The fragments, known as ‘horcruxes’, will be hidden in the disguise of policies aimed at not allowing brown people to live in Australia – a constant, but less talked about, sentiment that remains hidden within both sides of federal politics – and one that Dutton has been familiar with for many years.
As outlined in popular anglo-celtic folklore, a Horcrux is an object in which a Dark wizard or witch has hidden a fragment of his or her soul for the purpose of attaining political immortality. Horcruxes can only be created after committing murder, the supreme act of evil, or allowing people to self-immolate.
With polls sliding, and political commentators gearing for yet another leadership spill, it is believed that the former Brisbane cop, and man who boycotted the national apology to the Stolen Generations, is backing himself as the champion of caucasian purity, to possibly take over from the embattled Scott Morrison in a desperate bid to remain on $200k a year in the midst of a pandemic that has seen Australia rank last in the OECD for our roll-out of immunisations.

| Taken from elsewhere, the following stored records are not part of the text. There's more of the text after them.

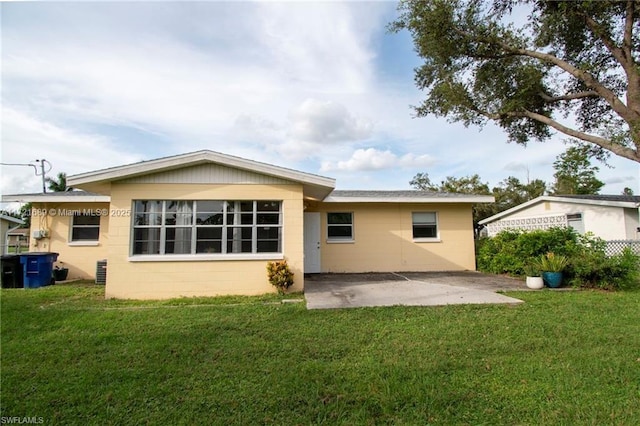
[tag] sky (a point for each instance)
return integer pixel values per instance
(320, 87)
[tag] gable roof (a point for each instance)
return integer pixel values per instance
(315, 186)
(413, 196)
(58, 197)
(624, 201)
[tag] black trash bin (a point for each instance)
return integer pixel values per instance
(11, 271)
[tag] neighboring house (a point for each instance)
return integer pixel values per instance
(18, 237)
(7, 224)
(610, 217)
(205, 224)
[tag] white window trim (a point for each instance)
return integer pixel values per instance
(206, 256)
(83, 243)
(72, 242)
(203, 257)
(342, 240)
(435, 239)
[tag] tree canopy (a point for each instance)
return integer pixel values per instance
(59, 184)
(575, 174)
(571, 67)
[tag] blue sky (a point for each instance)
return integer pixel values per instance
(318, 87)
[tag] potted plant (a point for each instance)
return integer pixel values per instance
(552, 266)
(534, 279)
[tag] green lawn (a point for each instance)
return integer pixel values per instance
(567, 358)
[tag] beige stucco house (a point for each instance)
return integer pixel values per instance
(205, 224)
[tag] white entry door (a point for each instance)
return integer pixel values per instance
(312, 243)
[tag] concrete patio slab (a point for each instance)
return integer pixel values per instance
(331, 291)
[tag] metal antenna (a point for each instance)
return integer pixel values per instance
(42, 173)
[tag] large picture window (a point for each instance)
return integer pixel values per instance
(425, 225)
(85, 227)
(206, 227)
(340, 226)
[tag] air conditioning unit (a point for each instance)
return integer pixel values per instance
(40, 234)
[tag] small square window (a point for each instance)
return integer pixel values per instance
(85, 227)
(340, 226)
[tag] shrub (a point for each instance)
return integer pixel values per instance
(514, 252)
(552, 262)
(279, 275)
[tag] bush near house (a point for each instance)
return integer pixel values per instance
(510, 251)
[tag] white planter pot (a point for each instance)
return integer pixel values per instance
(535, 283)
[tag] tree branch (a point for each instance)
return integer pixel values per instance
(596, 140)
(569, 97)
(607, 94)
(622, 54)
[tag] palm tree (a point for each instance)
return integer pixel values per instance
(59, 184)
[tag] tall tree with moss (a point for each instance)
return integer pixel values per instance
(575, 174)
(59, 184)
(576, 59)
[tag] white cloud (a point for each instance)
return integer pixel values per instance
(373, 159)
(322, 122)
(26, 138)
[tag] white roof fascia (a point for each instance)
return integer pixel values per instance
(417, 200)
(46, 198)
(603, 203)
(199, 157)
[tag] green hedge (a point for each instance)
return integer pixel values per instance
(511, 250)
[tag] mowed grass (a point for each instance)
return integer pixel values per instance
(71, 357)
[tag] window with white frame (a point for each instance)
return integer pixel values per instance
(340, 226)
(85, 227)
(425, 225)
(168, 227)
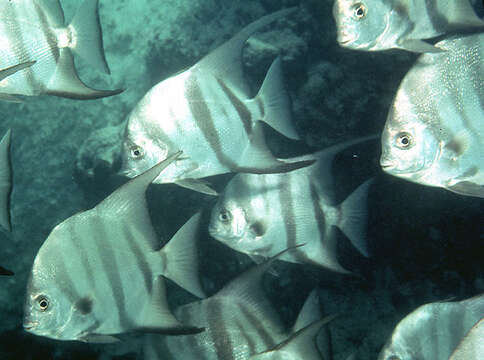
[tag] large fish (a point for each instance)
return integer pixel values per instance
(239, 322)
(433, 331)
(98, 274)
(374, 25)
(206, 112)
(35, 31)
(301, 345)
(260, 215)
(434, 133)
(472, 346)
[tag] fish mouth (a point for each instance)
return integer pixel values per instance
(28, 326)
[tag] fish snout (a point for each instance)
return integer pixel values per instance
(29, 325)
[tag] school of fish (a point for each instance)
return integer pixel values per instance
(101, 273)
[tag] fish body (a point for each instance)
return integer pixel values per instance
(207, 113)
(260, 215)
(239, 322)
(472, 346)
(35, 31)
(98, 273)
(434, 133)
(433, 331)
(374, 25)
(5, 181)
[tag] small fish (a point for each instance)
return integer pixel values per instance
(433, 331)
(434, 133)
(207, 113)
(34, 32)
(259, 215)
(5, 181)
(472, 346)
(374, 25)
(239, 321)
(98, 274)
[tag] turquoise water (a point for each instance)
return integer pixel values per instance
(425, 243)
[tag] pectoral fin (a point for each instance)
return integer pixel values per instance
(468, 188)
(419, 46)
(197, 185)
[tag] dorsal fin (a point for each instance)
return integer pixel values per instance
(225, 62)
(66, 82)
(129, 201)
(5, 181)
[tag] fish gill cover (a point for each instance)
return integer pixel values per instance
(425, 243)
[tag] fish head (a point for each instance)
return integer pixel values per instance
(409, 146)
(361, 23)
(52, 309)
(233, 224)
(141, 150)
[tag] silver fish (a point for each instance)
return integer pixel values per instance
(98, 274)
(472, 346)
(434, 132)
(433, 331)
(206, 112)
(374, 25)
(5, 181)
(35, 31)
(239, 322)
(301, 345)
(259, 215)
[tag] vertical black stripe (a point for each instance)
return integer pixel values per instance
(103, 242)
(203, 118)
(22, 54)
(258, 325)
(47, 33)
(223, 344)
(242, 110)
(140, 257)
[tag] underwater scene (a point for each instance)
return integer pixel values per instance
(231, 180)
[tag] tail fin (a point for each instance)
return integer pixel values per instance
(354, 217)
(5, 181)
(89, 41)
(181, 254)
(276, 105)
(157, 317)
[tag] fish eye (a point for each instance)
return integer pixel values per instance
(404, 140)
(136, 152)
(359, 11)
(225, 216)
(43, 303)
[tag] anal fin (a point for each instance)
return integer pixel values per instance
(66, 82)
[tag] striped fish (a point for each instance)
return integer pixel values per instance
(207, 113)
(260, 215)
(472, 346)
(374, 25)
(433, 331)
(5, 187)
(35, 31)
(239, 322)
(5, 181)
(98, 274)
(434, 133)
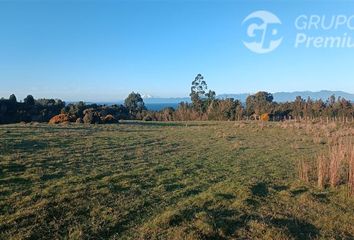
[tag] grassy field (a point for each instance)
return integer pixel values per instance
(202, 180)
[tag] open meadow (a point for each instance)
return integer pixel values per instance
(175, 180)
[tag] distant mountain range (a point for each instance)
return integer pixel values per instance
(278, 97)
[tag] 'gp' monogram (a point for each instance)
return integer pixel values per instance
(262, 32)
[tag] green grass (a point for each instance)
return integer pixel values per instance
(200, 180)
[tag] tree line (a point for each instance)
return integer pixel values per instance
(203, 106)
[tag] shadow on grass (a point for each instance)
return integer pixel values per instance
(260, 190)
(15, 181)
(298, 191)
(14, 167)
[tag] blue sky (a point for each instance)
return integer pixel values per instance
(102, 50)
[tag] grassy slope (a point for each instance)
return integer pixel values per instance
(168, 181)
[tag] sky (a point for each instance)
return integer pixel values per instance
(103, 50)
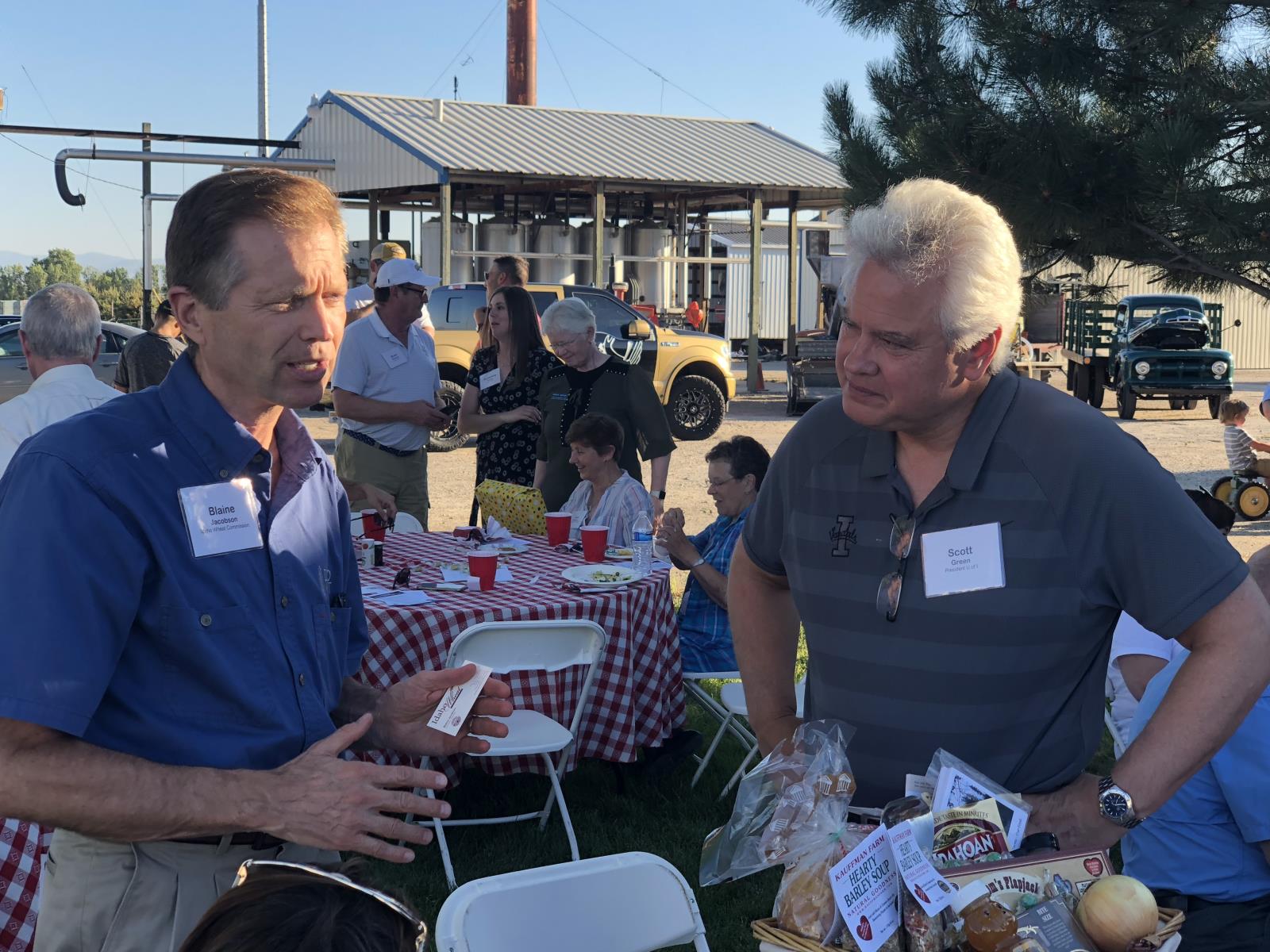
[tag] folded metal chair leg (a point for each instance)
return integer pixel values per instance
(723, 729)
(564, 810)
(741, 771)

When asked if he was worried about being taken out by younger political rivals, Dutton is quoted as saying “There are alleged facts that are being put forward by some of the advocates which are patently incorrect, if not fabricated.”
He then went on to point out that innumerate and illiterate refugees could take Australian jobs that Australians don’t want to have, before making a cheap shot at the Australian public broadcaster and Paul Keating.

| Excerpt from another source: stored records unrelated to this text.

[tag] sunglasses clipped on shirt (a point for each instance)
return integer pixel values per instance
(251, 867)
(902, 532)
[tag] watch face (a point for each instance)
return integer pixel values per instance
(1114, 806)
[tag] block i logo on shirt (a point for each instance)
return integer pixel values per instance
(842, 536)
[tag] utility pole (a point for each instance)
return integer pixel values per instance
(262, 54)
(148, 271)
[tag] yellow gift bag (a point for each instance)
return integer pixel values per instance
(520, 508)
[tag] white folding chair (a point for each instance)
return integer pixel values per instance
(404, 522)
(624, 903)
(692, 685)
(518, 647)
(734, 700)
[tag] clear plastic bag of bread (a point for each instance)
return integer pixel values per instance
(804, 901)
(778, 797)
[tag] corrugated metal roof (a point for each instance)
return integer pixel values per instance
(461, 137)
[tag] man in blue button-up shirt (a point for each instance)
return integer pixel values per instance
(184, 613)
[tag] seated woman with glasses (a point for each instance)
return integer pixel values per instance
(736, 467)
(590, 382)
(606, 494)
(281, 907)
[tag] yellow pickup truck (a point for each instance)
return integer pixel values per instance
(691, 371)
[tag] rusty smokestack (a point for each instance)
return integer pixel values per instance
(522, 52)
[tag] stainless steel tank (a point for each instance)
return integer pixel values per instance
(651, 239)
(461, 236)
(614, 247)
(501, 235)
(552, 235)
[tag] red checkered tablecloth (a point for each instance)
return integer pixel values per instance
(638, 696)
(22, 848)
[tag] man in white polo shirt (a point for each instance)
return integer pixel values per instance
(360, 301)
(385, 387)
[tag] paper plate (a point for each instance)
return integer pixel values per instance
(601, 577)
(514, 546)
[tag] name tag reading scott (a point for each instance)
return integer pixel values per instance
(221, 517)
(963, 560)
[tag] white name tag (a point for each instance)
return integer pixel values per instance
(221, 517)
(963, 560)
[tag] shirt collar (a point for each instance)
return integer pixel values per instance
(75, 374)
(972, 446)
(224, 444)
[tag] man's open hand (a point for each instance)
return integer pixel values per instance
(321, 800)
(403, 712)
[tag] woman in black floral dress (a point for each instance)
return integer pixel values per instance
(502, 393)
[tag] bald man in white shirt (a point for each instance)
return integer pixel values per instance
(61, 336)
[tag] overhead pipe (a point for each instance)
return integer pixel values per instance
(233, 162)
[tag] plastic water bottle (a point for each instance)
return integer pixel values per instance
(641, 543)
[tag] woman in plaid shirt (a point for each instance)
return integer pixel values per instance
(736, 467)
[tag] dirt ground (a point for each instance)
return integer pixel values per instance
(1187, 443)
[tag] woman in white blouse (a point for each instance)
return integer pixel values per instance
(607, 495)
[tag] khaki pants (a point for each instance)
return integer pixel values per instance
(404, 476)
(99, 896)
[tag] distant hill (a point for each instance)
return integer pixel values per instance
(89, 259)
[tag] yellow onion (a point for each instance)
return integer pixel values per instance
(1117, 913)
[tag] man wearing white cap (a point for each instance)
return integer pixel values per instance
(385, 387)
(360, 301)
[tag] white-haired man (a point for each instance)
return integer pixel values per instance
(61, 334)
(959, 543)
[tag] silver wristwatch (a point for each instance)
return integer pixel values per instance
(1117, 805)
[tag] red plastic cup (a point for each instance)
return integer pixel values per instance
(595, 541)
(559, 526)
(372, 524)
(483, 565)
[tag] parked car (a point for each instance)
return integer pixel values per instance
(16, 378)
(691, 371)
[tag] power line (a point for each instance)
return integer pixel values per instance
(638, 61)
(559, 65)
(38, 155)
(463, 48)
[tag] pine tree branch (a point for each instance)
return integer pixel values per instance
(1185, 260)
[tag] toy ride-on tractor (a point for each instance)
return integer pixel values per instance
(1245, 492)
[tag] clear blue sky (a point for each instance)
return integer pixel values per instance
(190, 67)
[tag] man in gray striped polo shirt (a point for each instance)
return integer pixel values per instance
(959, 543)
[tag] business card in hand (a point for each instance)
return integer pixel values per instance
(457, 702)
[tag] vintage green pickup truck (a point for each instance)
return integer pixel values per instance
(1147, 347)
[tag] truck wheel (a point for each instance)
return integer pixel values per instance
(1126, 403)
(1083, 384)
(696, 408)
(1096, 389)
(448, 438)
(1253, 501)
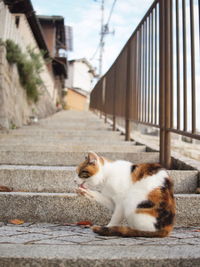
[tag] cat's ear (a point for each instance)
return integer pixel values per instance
(92, 157)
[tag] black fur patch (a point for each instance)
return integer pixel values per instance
(133, 167)
(146, 204)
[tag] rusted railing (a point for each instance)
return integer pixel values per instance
(154, 79)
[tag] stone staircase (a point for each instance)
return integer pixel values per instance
(38, 162)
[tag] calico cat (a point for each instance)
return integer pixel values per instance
(142, 194)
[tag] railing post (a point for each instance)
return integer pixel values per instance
(127, 99)
(165, 82)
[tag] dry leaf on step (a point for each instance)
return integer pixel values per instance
(16, 221)
(84, 223)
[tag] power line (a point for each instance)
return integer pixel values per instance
(93, 56)
(111, 11)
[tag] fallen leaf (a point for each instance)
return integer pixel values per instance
(16, 221)
(84, 223)
(69, 224)
(5, 189)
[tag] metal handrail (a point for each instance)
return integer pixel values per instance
(149, 81)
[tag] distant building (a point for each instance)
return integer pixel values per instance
(53, 29)
(19, 23)
(79, 84)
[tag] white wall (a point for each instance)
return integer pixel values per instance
(24, 37)
(79, 77)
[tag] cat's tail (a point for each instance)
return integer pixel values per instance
(125, 231)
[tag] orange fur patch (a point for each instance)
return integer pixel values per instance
(151, 211)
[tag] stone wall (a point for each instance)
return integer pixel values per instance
(15, 108)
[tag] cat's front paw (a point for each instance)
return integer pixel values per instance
(85, 192)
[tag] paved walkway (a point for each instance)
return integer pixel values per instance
(76, 246)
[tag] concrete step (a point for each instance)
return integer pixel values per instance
(61, 179)
(70, 158)
(60, 138)
(49, 245)
(75, 126)
(69, 207)
(74, 146)
(58, 133)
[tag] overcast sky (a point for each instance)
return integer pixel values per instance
(84, 16)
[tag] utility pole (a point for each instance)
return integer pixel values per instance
(104, 30)
(102, 33)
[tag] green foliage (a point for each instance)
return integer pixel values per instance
(29, 67)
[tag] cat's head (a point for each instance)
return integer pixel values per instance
(89, 172)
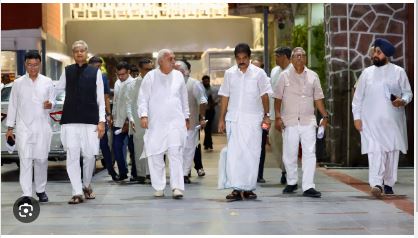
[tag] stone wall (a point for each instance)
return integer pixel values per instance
(350, 31)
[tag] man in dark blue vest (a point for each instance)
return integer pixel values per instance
(83, 120)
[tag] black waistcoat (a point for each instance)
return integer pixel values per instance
(80, 105)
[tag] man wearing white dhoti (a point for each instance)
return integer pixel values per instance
(283, 63)
(31, 98)
(197, 106)
(136, 132)
(83, 120)
(379, 103)
(164, 112)
(244, 107)
(296, 92)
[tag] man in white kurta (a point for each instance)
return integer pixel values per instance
(119, 114)
(164, 111)
(135, 129)
(275, 137)
(197, 102)
(83, 120)
(31, 98)
(245, 101)
(381, 120)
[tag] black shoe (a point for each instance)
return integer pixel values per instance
(290, 189)
(139, 179)
(42, 197)
(283, 178)
(388, 189)
(312, 193)
(261, 180)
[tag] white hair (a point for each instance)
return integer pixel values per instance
(298, 49)
(182, 65)
(79, 43)
(161, 54)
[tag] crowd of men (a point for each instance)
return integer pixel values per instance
(158, 113)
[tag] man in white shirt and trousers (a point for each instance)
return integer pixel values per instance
(135, 130)
(379, 102)
(83, 120)
(31, 99)
(296, 93)
(276, 142)
(244, 108)
(164, 111)
(197, 106)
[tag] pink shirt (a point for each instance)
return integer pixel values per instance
(298, 92)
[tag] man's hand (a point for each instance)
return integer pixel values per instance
(125, 127)
(100, 129)
(324, 122)
(266, 120)
(202, 124)
(278, 124)
(144, 122)
(358, 125)
(47, 104)
(221, 126)
(398, 102)
(133, 126)
(187, 123)
(9, 133)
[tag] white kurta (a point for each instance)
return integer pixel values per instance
(243, 125)
(119, 110)
(33, 131)
(138, 134)
(163, 99)
(384, 126)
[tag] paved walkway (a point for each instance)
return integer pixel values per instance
(345, 208)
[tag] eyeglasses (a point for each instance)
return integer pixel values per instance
(32, 65)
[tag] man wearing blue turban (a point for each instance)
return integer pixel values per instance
(379, 103)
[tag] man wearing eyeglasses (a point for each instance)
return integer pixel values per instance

It is not yet known how He-Who-Shall-Not-Be-Named-Prime-Minister will be received by his colleagues after his decision to once again blow up the Liberal Party.
However, his controversial decision to snipe Morrison can’t possibly be as bad as the circumstances surrounding his early retirement from the Queensland Police force – namely, the farewell gifts that were left on his desk on his last day at Fortitude Valley Police station.